Cross-validation is a technique to evaluate predictive models by partitioning the original sample into a training set to train the model, and a test set to evaluate it.
In k-fold cross-validation, the original sample is randomly partitioned into k equal size subsamples. Of the k subsamples, a single subsample is retained as the validation data for testing the model, and the remaining k-1 subsamples are used as training data. The cross-validation process is then repeated k times (the folds), with each of the k subsamples used exactly once as the validation data. The k results from the folds can then be averaged (or otherwise combined) to produce a single estimation. The advantage of this method is that all observations are used for both training and validation, and each observation is used for validation exactly once.
For classification problems, one typically uses stratified k-fold cross-validation, in which the folds are selected so that each fold contains roughly the same proportions of class labels.
In repeated cross-validation, the cross-validation procedure is repeated n times, yielding n random partitions of the original sample. The n results are again averaged (or otherwise combined) to produce a single estimation.

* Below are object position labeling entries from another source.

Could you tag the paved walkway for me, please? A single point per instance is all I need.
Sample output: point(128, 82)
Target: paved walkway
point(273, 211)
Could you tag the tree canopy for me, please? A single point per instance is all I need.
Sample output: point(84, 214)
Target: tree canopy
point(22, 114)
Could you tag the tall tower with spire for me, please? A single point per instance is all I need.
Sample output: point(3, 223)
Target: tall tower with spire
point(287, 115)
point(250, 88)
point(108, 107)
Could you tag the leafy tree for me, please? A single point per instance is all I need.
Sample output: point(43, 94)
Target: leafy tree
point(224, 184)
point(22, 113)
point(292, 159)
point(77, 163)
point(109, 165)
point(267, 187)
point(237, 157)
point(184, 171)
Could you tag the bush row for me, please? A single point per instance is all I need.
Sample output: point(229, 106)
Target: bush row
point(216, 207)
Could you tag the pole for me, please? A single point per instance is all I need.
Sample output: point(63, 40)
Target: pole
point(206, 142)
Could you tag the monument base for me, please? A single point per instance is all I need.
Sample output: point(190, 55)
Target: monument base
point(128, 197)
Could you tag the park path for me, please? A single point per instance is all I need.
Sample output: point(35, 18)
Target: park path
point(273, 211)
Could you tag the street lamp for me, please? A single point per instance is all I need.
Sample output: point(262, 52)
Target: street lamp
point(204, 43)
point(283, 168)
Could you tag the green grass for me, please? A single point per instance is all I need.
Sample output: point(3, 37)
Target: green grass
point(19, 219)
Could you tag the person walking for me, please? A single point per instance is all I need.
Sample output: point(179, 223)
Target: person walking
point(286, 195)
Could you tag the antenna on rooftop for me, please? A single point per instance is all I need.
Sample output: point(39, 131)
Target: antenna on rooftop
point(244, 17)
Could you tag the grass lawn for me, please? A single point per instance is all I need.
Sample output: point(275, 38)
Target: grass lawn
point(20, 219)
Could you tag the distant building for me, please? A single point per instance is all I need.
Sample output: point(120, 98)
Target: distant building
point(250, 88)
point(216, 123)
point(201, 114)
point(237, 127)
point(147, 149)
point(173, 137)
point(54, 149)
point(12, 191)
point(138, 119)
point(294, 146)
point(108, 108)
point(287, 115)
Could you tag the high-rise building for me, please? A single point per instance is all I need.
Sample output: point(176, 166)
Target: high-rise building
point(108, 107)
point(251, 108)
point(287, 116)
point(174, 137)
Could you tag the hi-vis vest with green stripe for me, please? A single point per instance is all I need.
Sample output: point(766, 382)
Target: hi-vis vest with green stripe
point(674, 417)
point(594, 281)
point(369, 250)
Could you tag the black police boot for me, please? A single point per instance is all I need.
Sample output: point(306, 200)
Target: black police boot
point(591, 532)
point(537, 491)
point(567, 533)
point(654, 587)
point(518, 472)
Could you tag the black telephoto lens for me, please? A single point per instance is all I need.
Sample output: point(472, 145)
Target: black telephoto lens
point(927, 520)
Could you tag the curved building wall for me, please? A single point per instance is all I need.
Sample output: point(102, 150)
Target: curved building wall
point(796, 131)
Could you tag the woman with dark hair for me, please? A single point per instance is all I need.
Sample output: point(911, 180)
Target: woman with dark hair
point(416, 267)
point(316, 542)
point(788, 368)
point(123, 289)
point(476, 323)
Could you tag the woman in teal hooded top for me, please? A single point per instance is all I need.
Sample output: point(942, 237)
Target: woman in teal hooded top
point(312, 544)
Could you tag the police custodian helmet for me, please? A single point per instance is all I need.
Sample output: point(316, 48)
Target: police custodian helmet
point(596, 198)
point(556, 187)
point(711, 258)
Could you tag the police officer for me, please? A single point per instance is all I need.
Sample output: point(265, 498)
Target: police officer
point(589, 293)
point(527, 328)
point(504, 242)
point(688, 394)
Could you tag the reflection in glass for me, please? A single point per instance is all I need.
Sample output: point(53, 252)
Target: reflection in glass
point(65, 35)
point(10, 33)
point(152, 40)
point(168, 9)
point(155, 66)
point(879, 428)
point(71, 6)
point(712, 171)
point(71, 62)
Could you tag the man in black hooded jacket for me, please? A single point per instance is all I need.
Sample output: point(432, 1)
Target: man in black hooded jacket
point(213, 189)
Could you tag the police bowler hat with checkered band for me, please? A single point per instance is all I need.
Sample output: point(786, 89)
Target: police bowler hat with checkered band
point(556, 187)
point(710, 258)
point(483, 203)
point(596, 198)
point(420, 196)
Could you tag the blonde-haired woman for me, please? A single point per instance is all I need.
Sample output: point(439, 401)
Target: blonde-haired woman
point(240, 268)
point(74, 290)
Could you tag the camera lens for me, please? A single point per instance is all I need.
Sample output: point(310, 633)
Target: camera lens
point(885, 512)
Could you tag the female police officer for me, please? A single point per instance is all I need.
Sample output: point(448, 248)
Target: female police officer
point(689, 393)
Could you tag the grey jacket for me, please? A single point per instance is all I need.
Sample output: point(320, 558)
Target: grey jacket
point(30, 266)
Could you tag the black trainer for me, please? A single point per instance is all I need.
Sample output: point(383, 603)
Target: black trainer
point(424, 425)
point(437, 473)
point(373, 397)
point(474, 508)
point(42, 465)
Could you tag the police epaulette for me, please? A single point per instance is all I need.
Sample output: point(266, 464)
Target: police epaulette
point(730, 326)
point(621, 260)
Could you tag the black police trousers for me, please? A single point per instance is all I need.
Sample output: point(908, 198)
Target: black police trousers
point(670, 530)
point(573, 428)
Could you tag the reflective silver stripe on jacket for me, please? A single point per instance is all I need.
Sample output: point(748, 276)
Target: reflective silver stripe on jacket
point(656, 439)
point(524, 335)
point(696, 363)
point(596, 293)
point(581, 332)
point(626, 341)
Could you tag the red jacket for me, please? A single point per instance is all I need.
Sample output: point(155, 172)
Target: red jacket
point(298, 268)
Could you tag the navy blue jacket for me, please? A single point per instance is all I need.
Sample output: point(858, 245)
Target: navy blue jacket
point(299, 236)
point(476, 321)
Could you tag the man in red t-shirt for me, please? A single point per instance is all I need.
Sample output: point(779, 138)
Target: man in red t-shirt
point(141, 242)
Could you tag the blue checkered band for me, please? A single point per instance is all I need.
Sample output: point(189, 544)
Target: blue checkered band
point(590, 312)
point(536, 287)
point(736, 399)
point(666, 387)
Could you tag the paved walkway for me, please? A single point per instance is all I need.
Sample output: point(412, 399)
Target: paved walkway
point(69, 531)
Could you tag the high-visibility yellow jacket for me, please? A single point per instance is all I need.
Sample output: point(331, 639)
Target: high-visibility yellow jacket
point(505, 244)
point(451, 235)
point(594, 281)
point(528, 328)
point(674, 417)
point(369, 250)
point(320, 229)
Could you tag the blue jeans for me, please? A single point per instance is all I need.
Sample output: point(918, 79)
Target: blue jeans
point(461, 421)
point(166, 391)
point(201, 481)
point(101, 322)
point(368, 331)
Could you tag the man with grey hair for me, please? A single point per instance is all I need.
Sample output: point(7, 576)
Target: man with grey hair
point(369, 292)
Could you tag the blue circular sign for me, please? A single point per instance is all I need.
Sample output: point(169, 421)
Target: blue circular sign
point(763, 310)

OpenML generates train-test splits given the number of folds and repeats, so that different users can evaluate their models with the same splits. Stratification is applied by default for classification problems (unless otherwise specified). The splits are given as part of the task description as an ARFF file with the row id, fold number, repeat number and the class (TRAIN or TEST). The uploaded predictions should be labeled with the fold and repeat number of the test instance, so that the results can be properly evaluated and aggregated. OpenML stores both the per fold/repeat results and the aggregated scores.